Saturday, November 20, 2010

Macro Planning--Putting it Together

I am not sure I'll be able to connect all the dots for you here, but what I'd like to do is riff off this brilliant except from Herbert Simon's "Strategy and Organizational Evolution", courtesy of the top notch Farnam Street blog.

It's a longish post and well worth the read. Here's the bit I'd like to riff on:

Institutionalizing intelligence activities
How can a firm organize so that it will scan the horizons with sufficient vigor, identifying potential problems and potential opportunities? It is no accident that the eyes and ears are located on the surface of the body and not in its interior. Intelligence requires continual contact with the relevant environments, and in the case of business firms two of the most relevant and important environments are the end-use (customer) environment and the science and technology (research and development) environment. Other parts of the firm should not be excluded from the search for information, but these are perhaps the two most important in it.
The marketing function is not simply a function of selling and distributing products to customers. It is equally a function of acquiring, through contact with the end-use environment, information about the future of the firm's markets and of markets into which it might enter. Salesmen and sales engineers may play an important role in this intelligence activity, but only to the extent that it is an explicit part of their function, they are trained to do so and they are linked effectively in communication with top management, planning and design units. Specialized units may also provide various kinds of intelligence—products of customer polls, for example. I shall not attempt to describe in detail how one organizes intelligence about the end-use environment, but simply call attention to its importance.

This is a big part of what the three pillars approach is designed to do.
One-- is to create the culture for what Simon calls "institutionalizing intelligent activities".
Two--systems thinking is understanding that all the 'parts' of an organization cross function is a multitude of ways, and in a non-linear fashion.
Three--Organizational and personal learning is an autonomous incentive cycle that creates the organizational intelligence across all boundaries internal and external to the organization.
Four--Social media technologies are very well suited and evolving rapidly for a organization to fully embrace, utilize and extend it's internal and external intelligence.
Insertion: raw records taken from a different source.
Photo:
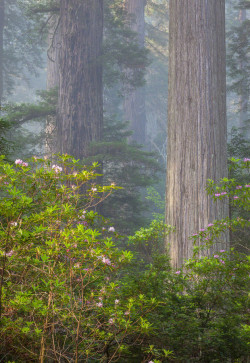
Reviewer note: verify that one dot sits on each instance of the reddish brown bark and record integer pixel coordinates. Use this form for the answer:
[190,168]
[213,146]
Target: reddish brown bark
[80,106]
[196,120]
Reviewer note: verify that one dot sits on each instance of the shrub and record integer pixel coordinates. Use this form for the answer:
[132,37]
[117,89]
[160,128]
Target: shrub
[59,287]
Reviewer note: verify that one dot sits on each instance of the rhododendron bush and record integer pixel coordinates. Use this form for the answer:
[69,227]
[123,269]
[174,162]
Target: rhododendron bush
[59,267]
[69,294]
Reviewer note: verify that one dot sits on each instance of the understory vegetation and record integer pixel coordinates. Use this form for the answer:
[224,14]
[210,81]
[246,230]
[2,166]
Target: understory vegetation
[68,293]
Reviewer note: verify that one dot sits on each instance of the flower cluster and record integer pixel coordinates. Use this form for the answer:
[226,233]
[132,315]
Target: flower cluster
[56,168]
[20,162]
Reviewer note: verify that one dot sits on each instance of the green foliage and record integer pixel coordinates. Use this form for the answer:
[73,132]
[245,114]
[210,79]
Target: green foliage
[204,306]
[59,282]
[66,289]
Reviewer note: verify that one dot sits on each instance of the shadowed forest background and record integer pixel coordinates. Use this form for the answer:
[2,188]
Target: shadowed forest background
[103,258]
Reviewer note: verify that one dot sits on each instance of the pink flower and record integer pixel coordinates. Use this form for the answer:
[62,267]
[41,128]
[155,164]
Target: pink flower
[56,168]
[18,162]
[106,261]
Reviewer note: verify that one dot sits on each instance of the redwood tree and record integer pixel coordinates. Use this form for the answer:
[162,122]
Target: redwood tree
[134,101]
[1,47]
[196,120]
[80,104]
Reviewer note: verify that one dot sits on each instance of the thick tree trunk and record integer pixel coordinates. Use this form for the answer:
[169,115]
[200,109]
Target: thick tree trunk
[80,105]
[197,132]
[134,100]
[1,48]
[244,89]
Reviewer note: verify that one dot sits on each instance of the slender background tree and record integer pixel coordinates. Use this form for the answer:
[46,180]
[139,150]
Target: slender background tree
[80,104]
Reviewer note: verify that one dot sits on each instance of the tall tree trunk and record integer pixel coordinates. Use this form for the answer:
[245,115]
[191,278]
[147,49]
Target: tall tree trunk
[1,48]
[134,101]
[244,89]
[197,129]
[54,44]
[80,105]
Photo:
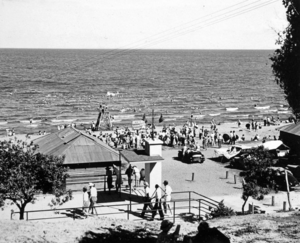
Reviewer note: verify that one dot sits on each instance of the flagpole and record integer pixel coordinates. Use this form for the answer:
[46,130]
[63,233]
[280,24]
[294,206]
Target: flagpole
[153,124]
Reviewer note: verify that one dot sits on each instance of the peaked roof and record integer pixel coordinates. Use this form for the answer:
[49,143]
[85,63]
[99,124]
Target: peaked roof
[78,147]
[293,129]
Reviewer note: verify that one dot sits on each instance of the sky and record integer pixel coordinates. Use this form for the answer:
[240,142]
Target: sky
[141,24]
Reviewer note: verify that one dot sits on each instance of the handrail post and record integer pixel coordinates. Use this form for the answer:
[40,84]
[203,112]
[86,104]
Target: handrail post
[127,212]
[189,202]
[11,214]
[130,204]
[199,209]
[173,212]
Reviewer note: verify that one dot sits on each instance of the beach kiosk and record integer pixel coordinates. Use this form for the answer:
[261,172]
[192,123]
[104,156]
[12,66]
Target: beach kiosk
[151,156]
[85,156]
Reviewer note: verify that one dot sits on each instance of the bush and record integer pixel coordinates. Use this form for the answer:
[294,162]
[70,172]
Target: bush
[222,211]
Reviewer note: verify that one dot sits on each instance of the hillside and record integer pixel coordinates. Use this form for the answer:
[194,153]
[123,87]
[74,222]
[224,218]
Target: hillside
[280,227]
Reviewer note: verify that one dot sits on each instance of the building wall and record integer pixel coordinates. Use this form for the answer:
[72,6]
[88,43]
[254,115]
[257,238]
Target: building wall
[291,140]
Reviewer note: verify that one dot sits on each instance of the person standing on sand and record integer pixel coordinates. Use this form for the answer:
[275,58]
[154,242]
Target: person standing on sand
[129,172]
[86,201]
[157,205]
[164,236]
[118,179]
[231,137]
[204,142]
[220,141]
[93,198]
[109,178]
[147,199]
[167,197]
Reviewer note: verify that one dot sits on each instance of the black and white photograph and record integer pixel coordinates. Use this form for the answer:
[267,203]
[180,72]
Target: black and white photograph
[150,121]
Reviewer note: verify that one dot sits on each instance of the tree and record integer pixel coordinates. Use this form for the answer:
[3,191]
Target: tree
[251,189]
[286,60]
[24,173]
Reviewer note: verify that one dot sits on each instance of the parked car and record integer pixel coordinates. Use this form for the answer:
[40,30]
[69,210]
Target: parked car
[191,156]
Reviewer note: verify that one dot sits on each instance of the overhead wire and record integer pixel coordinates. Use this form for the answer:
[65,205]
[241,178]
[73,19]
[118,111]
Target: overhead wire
[191,29]
[181,30]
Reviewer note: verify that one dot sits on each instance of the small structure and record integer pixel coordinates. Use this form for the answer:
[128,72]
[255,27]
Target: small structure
[290,135]
[277,147]
[85,155]
[151,157]
[230,152]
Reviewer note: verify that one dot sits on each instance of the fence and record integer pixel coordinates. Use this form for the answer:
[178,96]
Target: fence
[183,202]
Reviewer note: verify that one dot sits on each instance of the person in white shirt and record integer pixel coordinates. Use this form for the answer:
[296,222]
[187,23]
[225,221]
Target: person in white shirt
[147,199]
[157,205]
[167,197]
[86,200]
[93,198]
[136,174]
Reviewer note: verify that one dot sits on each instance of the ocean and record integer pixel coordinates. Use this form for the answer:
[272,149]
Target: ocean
[55,87]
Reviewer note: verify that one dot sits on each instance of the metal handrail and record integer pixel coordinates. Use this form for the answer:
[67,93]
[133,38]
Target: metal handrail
[129,207]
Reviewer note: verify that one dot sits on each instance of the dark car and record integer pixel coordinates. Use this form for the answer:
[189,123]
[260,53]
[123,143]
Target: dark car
[191,156]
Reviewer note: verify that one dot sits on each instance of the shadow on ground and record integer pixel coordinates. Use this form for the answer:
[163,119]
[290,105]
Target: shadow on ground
[119,235]
[185,162]
[189,217]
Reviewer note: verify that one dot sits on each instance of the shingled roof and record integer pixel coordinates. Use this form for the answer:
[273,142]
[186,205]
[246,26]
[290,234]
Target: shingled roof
[293,129]
[78,147]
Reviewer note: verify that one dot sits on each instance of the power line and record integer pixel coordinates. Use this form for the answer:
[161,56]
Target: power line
[181,30]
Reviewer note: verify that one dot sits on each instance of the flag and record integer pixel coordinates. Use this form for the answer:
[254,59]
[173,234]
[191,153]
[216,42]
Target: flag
[161,119]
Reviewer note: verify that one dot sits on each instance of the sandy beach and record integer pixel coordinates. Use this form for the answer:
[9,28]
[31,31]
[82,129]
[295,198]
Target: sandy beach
[209,177]
[209,180]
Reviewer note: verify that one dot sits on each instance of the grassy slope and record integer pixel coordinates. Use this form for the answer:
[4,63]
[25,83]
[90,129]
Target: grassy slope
[281,227]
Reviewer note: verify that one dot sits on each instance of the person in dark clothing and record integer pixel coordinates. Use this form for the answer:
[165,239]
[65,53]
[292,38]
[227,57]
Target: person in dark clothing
[158,204]
[129,172]
[207,235]
[147,200]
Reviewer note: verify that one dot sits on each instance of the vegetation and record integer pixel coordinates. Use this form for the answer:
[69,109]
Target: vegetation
[24,173]
[251,189]
[258,179]
[286,60]
[222,211]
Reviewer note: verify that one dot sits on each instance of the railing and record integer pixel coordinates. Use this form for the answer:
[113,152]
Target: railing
[102,180]
[201,205]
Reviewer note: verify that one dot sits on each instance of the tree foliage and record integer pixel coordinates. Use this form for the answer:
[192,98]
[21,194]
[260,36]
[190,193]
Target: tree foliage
[286,60]
[258,180]
[251,189]
[24,173]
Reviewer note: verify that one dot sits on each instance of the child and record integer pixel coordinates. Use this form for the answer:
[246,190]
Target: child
[164,236]
[86,201]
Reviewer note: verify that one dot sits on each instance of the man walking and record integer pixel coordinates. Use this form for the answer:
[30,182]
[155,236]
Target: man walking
[167,197]
[93,198]
[157,205]
[147,199]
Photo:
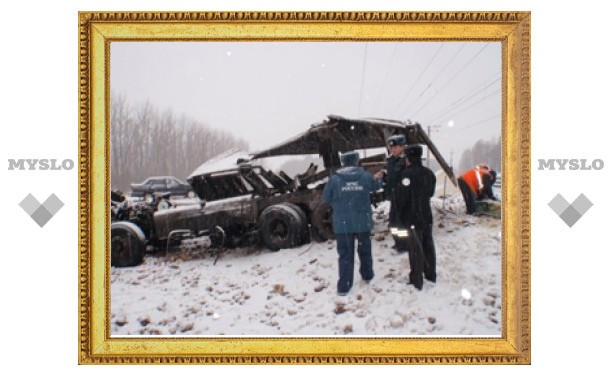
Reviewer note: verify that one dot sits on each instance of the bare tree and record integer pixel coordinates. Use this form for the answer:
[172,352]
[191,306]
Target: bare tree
[146,142]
Unlike a mechanical system approach to organizational behaviour, where the default mindset is everything has to be measurable to discern value, the living systems approach is process oriented where value is an emergent result of the process.
What we really need to remember here is all successful long term enterprises are based on relationships.
Relationships with your employees, relationships with your suppliers, relationships with your customers, and these all interconnect in ways that are increasingly unmeasurable. This is not something that is quantifiable through data.
When we really dig down, it is based on trust! 

To build and maintain trust and relations, any organization must have a culture and system in place to constantly develop and nurture that trust and those relationships. This is the very heart of the three pillars approach.

Extending this further, the days are increasing behind us where the organization, particularly publicly owned corporations, can be thinking of themselves as separate or above the larger socio-economic system. Enterprises that are going to last, and prosper in the rapidly changing environment of the future will noticeably be seen as part of the solutions to today's and tomorrow's challenges.
The internet and the social media technologies it has spawned will make it increasingly difficult to have a disconnect  between the values of the organization and the values of society at large.

Seeing the world from a living systems point of view means recognizing that we are all part of the larger system, and it's long term health depends on the quality of us and our organizational behaviour.

Winning organizations of the future will actively have a culture of macro planning with organizational intelligence where the long term health of the organization and that of the socio-economic environment on which it depends supersedes that of the short term incentives that most humans and organizations are prone to.
This is both a profitable and winning strategy.